Bu haberi, haklarında iddianame bile hazırlanmadan aylardır hapiste olan:
Cumhuriyet Gazetesi’nden Hakan Kara, Musa Kart, Önder Çelik, Turhan Günay, Güray Öz, Kadri Gürsel, Murat Sabuncu, Akın Atalay, Mustafa Kemal Güngör, Bülent Utku, Ahmet Şık ve onlar gibi daha pek çok insan...
Silivri Ceza ve Tevkif Evi’nde okudu.
***
Tam bu sırada Basın Konseyi de Adalet Bakanı’na bir mektup yollamış ve şu soruları sormuştu:
- Gazetecilik faaliyetleri nedeniyle anayasal haklarını kullanırlarken tutuklanarak aylardır cezaevlerinde tutulan gazetecilerin maruz kaldığı kabul edilemez bu durum hakkında ne düşünüyorsunuz?
- Adalet Bakanı olarak mahkemelere müdahale hakkınızın olmadığını kuşkusuz biliyoruz. Ancak vicdani açıdan yaşananlara tepkiniz nedir acaba?
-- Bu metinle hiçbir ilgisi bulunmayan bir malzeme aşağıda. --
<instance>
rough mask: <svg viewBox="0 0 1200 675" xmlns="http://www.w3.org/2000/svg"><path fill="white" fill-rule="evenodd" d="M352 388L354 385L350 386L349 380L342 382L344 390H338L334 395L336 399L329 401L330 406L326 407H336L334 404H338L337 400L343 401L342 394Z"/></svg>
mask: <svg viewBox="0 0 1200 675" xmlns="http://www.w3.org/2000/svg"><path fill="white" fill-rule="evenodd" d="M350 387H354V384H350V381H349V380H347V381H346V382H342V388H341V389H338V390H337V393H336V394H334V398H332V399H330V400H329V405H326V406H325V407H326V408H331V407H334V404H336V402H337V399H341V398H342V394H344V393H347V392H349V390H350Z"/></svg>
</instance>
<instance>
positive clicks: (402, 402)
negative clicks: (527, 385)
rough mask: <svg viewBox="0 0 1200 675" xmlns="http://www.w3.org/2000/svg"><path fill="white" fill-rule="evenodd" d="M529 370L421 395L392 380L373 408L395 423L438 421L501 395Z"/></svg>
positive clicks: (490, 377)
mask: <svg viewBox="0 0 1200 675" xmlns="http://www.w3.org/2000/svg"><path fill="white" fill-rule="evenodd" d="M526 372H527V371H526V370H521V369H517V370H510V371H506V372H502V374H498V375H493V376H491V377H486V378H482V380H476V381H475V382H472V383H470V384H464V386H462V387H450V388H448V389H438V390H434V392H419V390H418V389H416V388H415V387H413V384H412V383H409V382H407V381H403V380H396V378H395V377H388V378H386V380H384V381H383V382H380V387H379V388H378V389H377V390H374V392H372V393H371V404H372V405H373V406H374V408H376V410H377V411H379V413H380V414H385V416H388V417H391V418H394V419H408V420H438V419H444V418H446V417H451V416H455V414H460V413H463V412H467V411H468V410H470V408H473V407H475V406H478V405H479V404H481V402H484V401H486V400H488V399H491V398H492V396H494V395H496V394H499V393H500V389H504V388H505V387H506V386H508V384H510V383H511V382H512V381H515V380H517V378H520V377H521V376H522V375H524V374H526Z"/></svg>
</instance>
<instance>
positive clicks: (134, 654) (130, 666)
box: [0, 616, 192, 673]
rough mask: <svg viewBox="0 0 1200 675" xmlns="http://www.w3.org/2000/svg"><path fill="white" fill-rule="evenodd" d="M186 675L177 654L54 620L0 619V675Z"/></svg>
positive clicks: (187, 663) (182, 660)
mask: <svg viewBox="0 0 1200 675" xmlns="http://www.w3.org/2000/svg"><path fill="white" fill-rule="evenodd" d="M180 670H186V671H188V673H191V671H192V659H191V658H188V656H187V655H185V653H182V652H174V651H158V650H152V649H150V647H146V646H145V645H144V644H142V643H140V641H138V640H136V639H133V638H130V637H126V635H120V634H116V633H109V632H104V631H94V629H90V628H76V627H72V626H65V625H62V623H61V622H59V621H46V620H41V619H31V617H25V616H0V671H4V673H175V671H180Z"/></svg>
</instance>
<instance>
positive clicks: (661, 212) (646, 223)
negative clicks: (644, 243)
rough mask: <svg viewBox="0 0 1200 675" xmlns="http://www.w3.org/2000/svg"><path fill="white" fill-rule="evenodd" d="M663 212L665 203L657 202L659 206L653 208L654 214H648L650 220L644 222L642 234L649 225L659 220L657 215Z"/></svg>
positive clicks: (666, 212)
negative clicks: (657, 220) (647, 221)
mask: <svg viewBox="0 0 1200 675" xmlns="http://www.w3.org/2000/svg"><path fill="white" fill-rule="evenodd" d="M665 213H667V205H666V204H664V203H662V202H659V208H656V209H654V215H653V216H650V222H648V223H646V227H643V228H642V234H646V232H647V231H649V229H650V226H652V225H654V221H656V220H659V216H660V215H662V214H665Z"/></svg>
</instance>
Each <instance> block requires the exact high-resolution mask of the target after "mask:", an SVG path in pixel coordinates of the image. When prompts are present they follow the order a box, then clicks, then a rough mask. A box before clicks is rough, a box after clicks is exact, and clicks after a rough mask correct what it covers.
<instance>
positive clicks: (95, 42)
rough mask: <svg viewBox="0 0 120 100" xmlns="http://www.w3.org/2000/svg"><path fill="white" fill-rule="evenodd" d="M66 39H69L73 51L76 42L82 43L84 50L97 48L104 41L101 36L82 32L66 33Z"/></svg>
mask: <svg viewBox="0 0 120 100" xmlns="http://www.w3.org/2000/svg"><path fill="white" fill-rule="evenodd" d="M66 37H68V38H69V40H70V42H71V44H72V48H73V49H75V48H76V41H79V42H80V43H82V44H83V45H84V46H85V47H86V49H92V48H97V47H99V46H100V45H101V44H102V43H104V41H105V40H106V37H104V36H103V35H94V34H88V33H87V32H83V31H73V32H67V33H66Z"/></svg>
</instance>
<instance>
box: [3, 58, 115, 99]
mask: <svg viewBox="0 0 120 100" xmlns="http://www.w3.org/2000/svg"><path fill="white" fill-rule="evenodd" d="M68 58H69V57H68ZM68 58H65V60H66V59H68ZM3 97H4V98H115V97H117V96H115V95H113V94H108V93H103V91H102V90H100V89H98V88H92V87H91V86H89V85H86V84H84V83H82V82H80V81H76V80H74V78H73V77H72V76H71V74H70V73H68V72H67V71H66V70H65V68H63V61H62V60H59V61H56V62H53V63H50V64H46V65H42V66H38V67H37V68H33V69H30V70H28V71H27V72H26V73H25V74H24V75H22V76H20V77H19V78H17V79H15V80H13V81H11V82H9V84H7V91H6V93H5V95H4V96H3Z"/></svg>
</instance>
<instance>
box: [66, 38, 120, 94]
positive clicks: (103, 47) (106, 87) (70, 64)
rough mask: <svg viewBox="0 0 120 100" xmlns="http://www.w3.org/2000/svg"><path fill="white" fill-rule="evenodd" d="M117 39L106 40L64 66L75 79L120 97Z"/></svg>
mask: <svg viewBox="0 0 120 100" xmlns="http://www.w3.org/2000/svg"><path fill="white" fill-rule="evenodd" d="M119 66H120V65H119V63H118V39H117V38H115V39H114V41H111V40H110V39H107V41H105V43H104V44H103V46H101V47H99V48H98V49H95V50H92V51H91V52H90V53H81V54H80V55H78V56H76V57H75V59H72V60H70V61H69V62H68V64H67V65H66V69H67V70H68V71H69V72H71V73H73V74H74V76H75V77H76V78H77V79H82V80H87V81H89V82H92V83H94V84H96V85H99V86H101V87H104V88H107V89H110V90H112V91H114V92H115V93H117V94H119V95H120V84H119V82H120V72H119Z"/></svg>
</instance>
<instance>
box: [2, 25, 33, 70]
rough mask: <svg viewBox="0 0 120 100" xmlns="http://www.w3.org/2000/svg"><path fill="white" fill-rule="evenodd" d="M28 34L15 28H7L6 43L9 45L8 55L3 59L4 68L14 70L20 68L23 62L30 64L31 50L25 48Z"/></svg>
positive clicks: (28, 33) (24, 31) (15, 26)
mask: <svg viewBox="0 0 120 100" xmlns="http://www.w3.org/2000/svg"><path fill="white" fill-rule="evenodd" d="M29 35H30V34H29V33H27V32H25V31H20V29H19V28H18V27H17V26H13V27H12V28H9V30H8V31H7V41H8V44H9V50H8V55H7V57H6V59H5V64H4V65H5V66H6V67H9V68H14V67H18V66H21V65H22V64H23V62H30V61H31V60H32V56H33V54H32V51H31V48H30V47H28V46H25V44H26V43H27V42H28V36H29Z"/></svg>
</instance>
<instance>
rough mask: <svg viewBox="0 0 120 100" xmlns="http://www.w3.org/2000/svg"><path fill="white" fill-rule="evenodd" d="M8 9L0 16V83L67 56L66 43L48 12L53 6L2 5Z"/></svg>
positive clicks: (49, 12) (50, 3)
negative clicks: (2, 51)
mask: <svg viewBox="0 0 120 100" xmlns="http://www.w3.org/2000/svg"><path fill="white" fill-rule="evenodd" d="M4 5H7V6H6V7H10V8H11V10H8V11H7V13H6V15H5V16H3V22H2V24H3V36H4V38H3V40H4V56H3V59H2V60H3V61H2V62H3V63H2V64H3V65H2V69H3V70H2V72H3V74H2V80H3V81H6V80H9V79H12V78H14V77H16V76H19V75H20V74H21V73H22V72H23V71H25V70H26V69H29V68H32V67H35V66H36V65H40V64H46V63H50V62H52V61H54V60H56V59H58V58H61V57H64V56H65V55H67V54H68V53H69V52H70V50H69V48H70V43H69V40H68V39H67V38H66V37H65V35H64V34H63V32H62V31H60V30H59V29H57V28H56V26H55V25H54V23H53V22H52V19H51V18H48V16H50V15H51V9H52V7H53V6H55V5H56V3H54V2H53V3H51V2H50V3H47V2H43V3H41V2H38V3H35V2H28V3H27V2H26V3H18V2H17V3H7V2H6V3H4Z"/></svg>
- Tutuklu gazetecilerin MESLEK KURULUŞU olarak çok sayıdaki görüşme talebimizin de makamda bekletildiği bilgisi, acaba sizinle paylaşılıyor mu?
***
Ne rastlantıdır ki yine aynı günlerde, ABD Dışişleri Bakanlığı Sözcü Vekili Mark Toner şöyle diyordu:
“... Türkiye’yi ifade özgürlüğü, adil yargılanma güvenceleri, yargı bağımsızlığı ve diğer temel özgürlüklere saygı göstermeye çağırıyor ve bunları sağlamak için teşvik ediyoruz.
Ayrıca, ifade özgürlüğüne sıkı sıkıya güveniyoruz.
Düşünceyi ifade etme medya özgürlüğü de dahil olmak üzere her türlü ifade özgürlüğünü destekliyoruz.
Bazılarının tartışmalı veya rahatsız edici bulabileceği konuşmaları içermesi yalnızca demokrasiyi güçlendirir ve korunması gerekir.”
***
Yine bugünlerde, yüz binlerce kişinin işinden çıkarıldığı, on binlerce insanın hapse atıldığı OHAL rejiminde yapılacak olan Anayasa referandumu hakkında Venedik Komisyonu da bir rapor yayımladı.
Daha pek çok eleştiri yanında, “Türkiye’nin yapmak istediği değişiklikTürkiye’nin köklü parlamenter geleneğinden keskin bir ayrılıştır.” ve “Bu paket Türkiye’ye otoriter rejimi engelleyebilecek fren ve denge mekanizmalarının bulunmadığı bir başkanlık sistemi getirecek” dedi.
***
Demokrasinin, İnsan Haklarının, Hukuk Devleti’nin, Anayasa’nın, Adaletin koruyucusu ve kollayıcısı olması gereken yüksek yargı organları suskun...
YÖK baskısı altındaki üniversiteler, özellikle de hukuk fakülteleri,Demokrasi, Hukuk Devleti, Adalet, Anayasa ve İnsan Hakları konularında sağır ve dilsiz:
Oralarda verilmesi gereken Demokrasi, Hukuk Devleti, Adalet, Anayasa, İnsan Hakları dersleri, Silivri’de uygulamalı olarak öğretiliyor...
Yaşasın AKP iktidarının “Alman yargısından daha adil, daha bağımsız, daha tarafsız” bir yargı ile taçlandırdığı “İleri Demokrasi” Rejimi!